The Python installations on ARCHER2 contain some of the most commonly used modules. If you wish to install additional Python modules, we recommend that you use the pip command after loading the cray-python module. This is described in more detail below.

Note

When you log onto ARCHER2, no Python module is loaded by default. You will generally need to load the cray-python module to access the functionality described below. Running python without loading a module first will result in your using the operating system default Python which is likely not what you intend.

HPE Cray Python distribution

The recommended way to use Python on ARCHER2 is to use the HPE Cray Python distribution.

The HPE Cray distribution provides Python 3 along with some of the most common packages used for scientific computation and data analysis. These include:

  • numpy and scipy - built using GCC against HPE Cray LibSci
  • mpi4py - built using GCC against HPE Cray MPICH
  • dask

The HPE Cray Python distribution can be loaded (either on the front-end or in a submission script) using:

module load cray-python

Tip

The HPE Cray Python distribution provides Python 3. There is no Python 2 version as Python 2 is now deprecated.

Tip

The HPE Cray Python distribution is built using GCC compilers. If you wish to compile your own Python, C/C++ or Fortran code to use with HPE Cray Python, you should ensure that you compile using PrgEnv-gnu to make sure they are compatible.

Adding your own packages

If the packages you require are not included in the HPE Cray Python distribution, further packages can be added using pip. However, as the /home file systems are not available on the compute nodes, you will need to modify the default install location that pip uses to point to a location on the /work file systems (by default, pip installs into $HOME/.local). To do this, you set the PYTHONUSERBASE environment variable to point to a location on /work, for example:

export PYTHONUSERBASE=/work/t01/t01/auser/.local

You will also need to ensure that the location of commands installed by pip are available on the command line by modifying the PATH environment variable. Once you have set PYTHONUSERBASE as described above, you can do this with the command:

export PATH=$PYTHONUSERBASE/bin:$PATH

We would recommend adding both of these commands to your $HOME/.bashrc file to ensure they are set by default when you log in to ARCHER2.

Once, you have done this, you can use pip to add packages. This can be done using:

pip install --user <package_name>

This uses the --user flag to ensure the packages are installed in your user directory.

We recommend that you use the pipenv and/or virtualenv packages to manage your Python environments. For information on how to do this see:

Running Python on the compute nodes

In this section we provide example Python job submission scripts for a variety of scenarios of using Python on the ARCHER2 compute nodes.

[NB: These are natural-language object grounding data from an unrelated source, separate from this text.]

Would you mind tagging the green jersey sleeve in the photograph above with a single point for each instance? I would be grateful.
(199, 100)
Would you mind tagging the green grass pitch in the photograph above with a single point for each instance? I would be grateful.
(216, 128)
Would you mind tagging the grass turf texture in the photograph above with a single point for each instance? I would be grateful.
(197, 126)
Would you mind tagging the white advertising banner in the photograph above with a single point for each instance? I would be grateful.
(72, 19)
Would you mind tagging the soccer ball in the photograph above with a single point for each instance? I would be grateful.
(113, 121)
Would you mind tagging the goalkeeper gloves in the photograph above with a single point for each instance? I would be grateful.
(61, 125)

Example serial Python submission script

#!/bin/bash --login

#SBATCH --name=python_test
#SBATCH --nodes=1
#SBATCH --tasks-per-node=1
#SBATCH --cpus-per-task=1
#SBATCH --time=00:10:00

# Replace [budget code] below with your project code (e.g. t01)
#SBATCH --account=[budget code]
#SBATCH --partition=standard
#SBATCH --qos=standard

# Setup the batch environment
module load epcc-job-env

# Load the Python module
module load cray-python

# Run your Python progamme
python python_test.py

Example mpi4py job submission script

Programmes that have been parallelised with mpi4py can be run on multiple processors on ARCHER2. A sample submission script is given below. The primary difference from the Python submission script in the previous section is that we must run the programme using srun python my_prog.py instead of python my_prog,py. Failing to do so will cause a segmentation fault in your programme when it reaches the line from mpi4py import MPI.

#!/bin/bash --login
# Slurm job options (job-name, compute nodes, job time)
#SBATCH --job-name=mpi4py_test
#SBATCH --nodes=1
#SBATCH --tasks-per-node=2
#SBATCH --cpus-per-task=1
#SBATCH --time=0:10:0

# Replace [budget code] below with your budget code (e.g. t01)
#SBATCH --account=[budget code]
#SBATCH --partition=standard
#SBATCH --qos=standard

# Setup the batch environment
module load epcc-job-env

# Load the Python module
module load cray-python

# Run your Python programme
# Note that srun MUST be used to wrap the call to python, otherwise an error
# will occur
srun python mpi4py_test.py